In formally announcing that he will dissolve the Lower House for a snap election, Prime Minister Shinzo Abe said he needs a mandate by the voters for his plan to dedicate revenue from the next consumption tax hike to support for child-rearing, including free pre-school education. This would force the government to delay its target of achieving a fiscal primary balance by 2020. Abe's Liberal Democratic Party also reportedly hopes to include in its campaign promises his bid to amend Article 9 of the Constitution. It's not clear, however, whether these issues have been discussed sufficiently to build a consensus — even within the LDP — before seeking voters' judgment.
Abe said he is also seeking a fresh mandate from the electorate so that his administration can respond on a more solid footing to the security challenges posed by North Korea's ballistic missiles and nuclear weapons programs. However, the prime minister has not made clear what specific actions he intends to take. This could leave voters baffled over just why they are being asked to back him at the ballot box. The various causes that he cited for holding the snap election at this point — including his claim that he is dissolving the Lower House "to break through the national crisis" — sound less than convincing.

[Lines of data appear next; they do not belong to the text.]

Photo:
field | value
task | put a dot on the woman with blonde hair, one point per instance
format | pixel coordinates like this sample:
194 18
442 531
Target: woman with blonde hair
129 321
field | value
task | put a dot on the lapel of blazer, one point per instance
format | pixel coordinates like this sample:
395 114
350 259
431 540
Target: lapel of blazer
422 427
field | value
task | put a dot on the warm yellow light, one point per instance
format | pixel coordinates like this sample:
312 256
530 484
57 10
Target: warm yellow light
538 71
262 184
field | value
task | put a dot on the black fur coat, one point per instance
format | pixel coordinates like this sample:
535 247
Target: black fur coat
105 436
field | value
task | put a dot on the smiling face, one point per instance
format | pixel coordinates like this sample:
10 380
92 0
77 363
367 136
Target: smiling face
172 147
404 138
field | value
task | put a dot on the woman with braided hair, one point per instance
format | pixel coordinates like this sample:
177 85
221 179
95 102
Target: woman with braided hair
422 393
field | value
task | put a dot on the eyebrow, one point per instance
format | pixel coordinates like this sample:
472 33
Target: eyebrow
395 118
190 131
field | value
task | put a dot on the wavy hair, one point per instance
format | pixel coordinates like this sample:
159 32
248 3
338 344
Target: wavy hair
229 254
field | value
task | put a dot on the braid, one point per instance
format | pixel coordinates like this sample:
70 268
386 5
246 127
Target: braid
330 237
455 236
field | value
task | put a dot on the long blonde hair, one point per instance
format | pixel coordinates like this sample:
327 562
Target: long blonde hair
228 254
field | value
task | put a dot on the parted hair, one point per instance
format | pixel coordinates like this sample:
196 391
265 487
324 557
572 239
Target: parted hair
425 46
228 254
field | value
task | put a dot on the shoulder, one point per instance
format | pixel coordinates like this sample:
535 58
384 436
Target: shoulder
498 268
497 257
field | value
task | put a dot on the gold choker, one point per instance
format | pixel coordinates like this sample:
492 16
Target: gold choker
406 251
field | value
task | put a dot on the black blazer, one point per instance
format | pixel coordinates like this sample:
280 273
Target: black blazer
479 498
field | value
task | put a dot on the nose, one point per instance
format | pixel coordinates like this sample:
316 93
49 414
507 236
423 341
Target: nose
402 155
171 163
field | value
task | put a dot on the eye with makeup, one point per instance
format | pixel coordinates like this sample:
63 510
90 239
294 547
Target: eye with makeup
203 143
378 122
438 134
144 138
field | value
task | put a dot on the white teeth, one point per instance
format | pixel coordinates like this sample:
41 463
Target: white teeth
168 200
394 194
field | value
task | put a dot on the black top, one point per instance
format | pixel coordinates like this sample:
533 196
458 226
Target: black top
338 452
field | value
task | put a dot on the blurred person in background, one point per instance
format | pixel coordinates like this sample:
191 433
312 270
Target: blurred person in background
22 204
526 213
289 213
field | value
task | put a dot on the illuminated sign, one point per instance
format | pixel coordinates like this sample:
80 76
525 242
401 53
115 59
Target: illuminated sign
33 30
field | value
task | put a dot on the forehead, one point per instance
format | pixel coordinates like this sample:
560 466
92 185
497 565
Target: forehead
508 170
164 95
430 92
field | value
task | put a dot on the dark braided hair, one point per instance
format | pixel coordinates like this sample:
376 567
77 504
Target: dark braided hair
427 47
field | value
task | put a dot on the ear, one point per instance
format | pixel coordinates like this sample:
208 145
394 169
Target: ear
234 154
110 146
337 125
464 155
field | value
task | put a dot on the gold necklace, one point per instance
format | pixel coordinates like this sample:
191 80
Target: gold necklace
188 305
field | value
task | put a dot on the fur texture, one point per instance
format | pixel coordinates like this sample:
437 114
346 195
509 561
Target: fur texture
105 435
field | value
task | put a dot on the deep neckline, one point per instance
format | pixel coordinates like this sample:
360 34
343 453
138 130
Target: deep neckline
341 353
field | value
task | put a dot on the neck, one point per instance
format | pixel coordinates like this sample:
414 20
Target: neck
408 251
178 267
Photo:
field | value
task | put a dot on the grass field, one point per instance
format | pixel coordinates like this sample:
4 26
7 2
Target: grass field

His decision to call the snap poll seems driven more by the political calculation that the LDP can maximize the seats it can win — or minimize its possible losses — by once again catching the opposition off guard. The popular approval ratings for Abe's administration, whose plunge to their worst levels just a few months ago appeared to make an imminent election impractical, have quickly recovered. Meanwhile, the largest opposition Democratic Party remains in tatters, with the recent choice of Seiji Maehara as new chief failing either to uplift its sluggish voter support or halt the moves by its lawmakers to desert the struggling party — many of them to join a new party being launched by Tokyo Gov. Yuriko Koike. The popular governor, whose local party upstaged the LDP in the Tokyo Metropolitan Assembly election in July, scrambled to launch the national party in time for Abe's snap election announcement. It is uncertain, however, how far yet another fledgling party can go, even by teaming up with the DP defectors, in the vote just weeks from now.